First the good news: The 2018 Global Economics Prospect (GEP) released by the World Bank today projects India’s GDP growth to pick up to 7.3% in 2018-19 and to 7.5% for the next two years. In comparison, the figure for the second quarter of the current financial year (July-September 2017) was 6.3%, up from the three-year low of 5.7% in the first quarter. The report pegs overall economic growth for 2017 at 6.7%, despite initial setbacks from demonetisation and introduction of the Goods and Services Tax (GST).
“In all likelihood, India is going to register higher growth rate than other major emerging market economies in the next decade. So, I wouldn’t focus on the short-term numbers. I would look at the big picture for India and big picture is telling us that it has enormous potential,” Ayhan Kose, director, Development Prospects Group, World Bank, and the author of the report told PTI.
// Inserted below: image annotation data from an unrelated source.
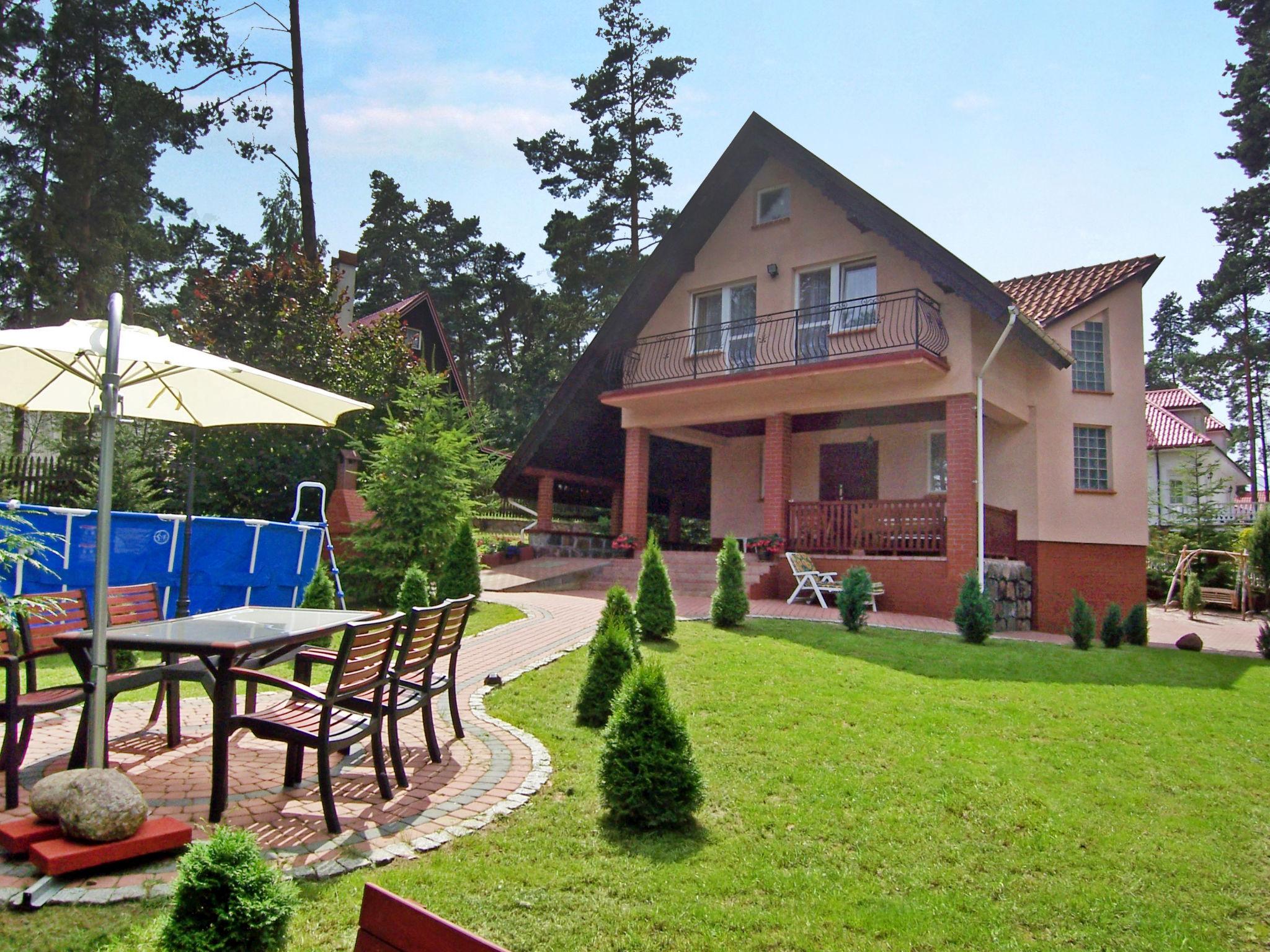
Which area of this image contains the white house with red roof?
[1147,386,1252,526]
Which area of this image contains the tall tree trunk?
[291,0,318,262]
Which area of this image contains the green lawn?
[0,620,1270,952]
[20,602,525,700]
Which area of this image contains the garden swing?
[1165,546,1252,618]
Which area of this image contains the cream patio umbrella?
[0,293,372,767]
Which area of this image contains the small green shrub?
[596,585,641,661]
[635,532,674,638]
[952,573,997,645]
[600,661,704,830]
[838,566,873,631]
[710,536,749,628]
[1099,602,1124,647]
[397,565,432,613]
[300,558,335,647]
[437,519,480,602]
[577,620,635,728]
[1067,596,1096,651]
[1183,573,1204,619]
[1124,602,1147,647]
[159,826,297,952]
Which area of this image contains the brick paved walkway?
[0,593,601,902]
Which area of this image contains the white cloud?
[952,93,992,113]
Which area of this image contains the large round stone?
[30,770,84,820]
[57,769,150,843]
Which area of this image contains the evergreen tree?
[600,661,705,830]
[357,170,423,316]
[515,0,696,340]
[577,620,635,728]
[1147,291,1195,390]
[635,532,674,638]
[710,536,749,628]
[437,519,480,602]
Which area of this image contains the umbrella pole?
[87,293,123,767]
[177,426,198,618]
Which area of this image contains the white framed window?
[755,185,790,224]
[1073,425,1111,490]
[692,281,757,369]
[926,430,949,493]
[1072,319,1108,394]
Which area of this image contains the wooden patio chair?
[229,612,404,834]
[353,882,507,952]
[785,552,841,608]
[0,589,160,810]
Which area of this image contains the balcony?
[608,288,949,390]
[789,498,1018,558]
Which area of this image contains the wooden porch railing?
[789,499,945,556]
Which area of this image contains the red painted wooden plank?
[0,816,62,857]
[30,816,194,876]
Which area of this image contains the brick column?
[538,476,555,529]
[623,426,649,545]
[944,394,979,579]
[763,414,794,536]
[608,483,623,536]
[665,496,683,542]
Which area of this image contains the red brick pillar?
[763,414,794,536]
[608,483,623,536]
[538,476,555,538]
[665,496,683,542]
[623,426,647,545]
[944,394,979,579]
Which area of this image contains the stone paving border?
[0,593,601,905]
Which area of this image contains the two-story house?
[498,114,1161,631]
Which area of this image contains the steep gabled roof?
[495,113,1070,495]
[997,255,1165,327]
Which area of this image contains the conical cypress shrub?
[577,620,635,728]
[635,533,674,638]
[397,565,432,613]
[596,585,641,661]
[1067,596,1096,651]
[1124,602,1147,647]
[1099,602,1124,647]
[952,573,997,645]
[437,519,480,602]
[600,661,704,830]
[710,536,749,628]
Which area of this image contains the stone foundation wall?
[983,558,1032,631]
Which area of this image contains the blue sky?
[159,0,1241,327]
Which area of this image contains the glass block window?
[1072,321,1108,391]
[1076,426,1111,488]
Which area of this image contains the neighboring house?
[1147,386,1253,526]
[497,114,1161,631]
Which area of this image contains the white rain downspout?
[974,305,1018,590]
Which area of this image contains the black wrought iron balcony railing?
[608,288,949,389]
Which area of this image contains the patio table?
[56,606,375,822]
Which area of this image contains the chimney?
[330,252,357,334]
[335,449,362,490]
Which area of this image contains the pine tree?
[600,661,705,830]
[635,533,674,638]
[357,170,423,316]
[710,536,749,628]
[1147,291,1195,390]
[437,519,480,602]
[577,620,636,728]
[596,585,641,661]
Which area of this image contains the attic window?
[758,185,790,224]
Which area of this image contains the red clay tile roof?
[997,255,1165,327]
[1147,387,1208,410]
[1147,403,1213,449]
According to the GEP, India’s future is looking good on several fronts. Strong private consumption and services are expected to continue to support economic activity. Private investment is expected to revive as the corporate sector adjusts to the GST, which over the medium term is expected to benefit economic activity and fiscal sustainability by reducing the cost of complying with multiple state tax systems, drawing informal activity into the formal sector, and expanding the tax base.
Moreover, the recent recapitalization package for public sector banks announced by the government is expected to help resolve banking sector balance sheets, support credit to the private sector, and lift investment, while the global trade recovery is expected to lift exports.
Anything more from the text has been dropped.